Stormy: No. I’ll never make money in horses. I’m not that good. It’s just a really expensive hobby. I should have picked heroin instead. It’s safer and cheaper. (laughs)
Bob: Fair enough.
Stormy: But I do three day eventing, cross country jumping and show jumping and it’s just, I’ve always loved horses and luckily I have a job that affords me to be able to do that. I have plans to start a horse rescue to get horses off the race track and retrain them for new careers. Because most horses that come off the track end up going to slaughter in Mexico. And it’s just…if I can just save a few at a time and retrain them…because I actually own two rescue horses that have gone on to be very successful eventers. And my very first horse was an ex-racehorse, so I have kind of a soft spot for them. So I would like to do that, but I’m not doing it as a career.
Bob: Okay. I know we talked about this a little bit yesterday; not really talked about it, but hinted on it. As a director, how does piracy affect you.

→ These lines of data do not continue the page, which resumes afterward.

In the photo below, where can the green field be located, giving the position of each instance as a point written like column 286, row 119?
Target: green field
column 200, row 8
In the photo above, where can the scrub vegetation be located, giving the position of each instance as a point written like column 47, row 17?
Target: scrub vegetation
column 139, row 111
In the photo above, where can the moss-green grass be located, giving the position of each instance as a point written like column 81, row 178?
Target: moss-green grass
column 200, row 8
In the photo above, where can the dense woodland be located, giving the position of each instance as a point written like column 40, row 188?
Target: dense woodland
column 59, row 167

Stormy: In the most awful ways possible.
Bob: I know, like, for the studio it’s one thing, for performers is another thing. Granted, you’re a performer as well.

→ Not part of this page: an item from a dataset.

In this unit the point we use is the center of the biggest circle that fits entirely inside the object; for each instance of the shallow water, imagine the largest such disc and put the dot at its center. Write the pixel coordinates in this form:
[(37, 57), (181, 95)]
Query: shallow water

Stormy: Right. Like how specifically as directing. Specifically as a director, it affects my budget. The more people steal, the less money the studio makes. The less money the studio makes, the less money they can give me to make a good movie. So whereas, and I’m just making up numbers here, whereas an average movie they had no problem giving me fifty thousand for it, now there’s no way they’re going to recoup that, so now they’ll give me thirty. But the consumer expects the movie to be just as good. But I’m working with a fraction of the budget, which means a fraction of the time and I can’t hire as many top performers in one movie so you’re gonna have like maybe one huge star and a bunch of…I don’t wanna say crap; but, you know, you get what you pay for. And it’s very frustrating to make something that’s the quality that you’ve come to expect from Wicked and the quality that I expect from myself with people that are not that quality. And that’s probably the most frustrating part, speaking specifically as a director.
Bob: Okay. Okay. I wanna ask you about your tattoos. Since this is Inked Angels…the one across your abdomen…

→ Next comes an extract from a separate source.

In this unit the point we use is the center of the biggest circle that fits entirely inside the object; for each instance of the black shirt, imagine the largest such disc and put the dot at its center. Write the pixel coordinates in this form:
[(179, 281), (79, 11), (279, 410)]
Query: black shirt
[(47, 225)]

Stormy: Do you know how many tattoos I have?
Stormy: There’s five. (a brief pause as we all mentally count) Sorry, there’s six. I always forget about the one in my mouth.
Bob: I forgot about that one. So, there’s a clock. Is the time specific?
Stormy: It’s the time my daughter was born.
Bob: That was my theory.
Stormy: The flowers, there’s a magnolia for Louisiana, cause that’s where I’m from. There’s a rose for love. And then the lily on the other side is an amaryllis, and that’s for a boy. And the clock is the time my daughter was born.
Bob: Fair enough.
Stormy: And then the tiara (right wrist) is for princess. A heart with drumsticks through it (left wrist), my husband is a drummer. Then the one in my mouth and then that one (inside finger).
Bob: I did not know about that one.
Stormy: It’s a friendship tattoo, there’s a bunch of us that have it.
Bob: Okay, fair enough. Well, that’s what I’ve got written down, but since you mentioned Louisiana, I’m actually from Louisiana, so, well kind of. I claim it. Are you and LSU fan?
Bob: Saints fan?
Bob: That’s all that matters.
Stormy: Fuck the Cowboys!
Bob: Thank you.
Stormy: I live in Dallas so everybody assumes, and I’m like “No!”
Bob: Nice. So just to wrap up, where can we find you online?
Bob: Is there anything you wanna close with? Anything you wanna say?
Stormy: Thanks to those who buy my movies because I really, really love writing and directing. And I can’t handle it if they cut my budgets anymore. I won’t be able to do what I do. I’ll have to walk away because I refuse to make shit products. And the way it’s going, I’m going to have to make shit products. And I don’t want to do that.
Stormy: They’re only hurting themselves.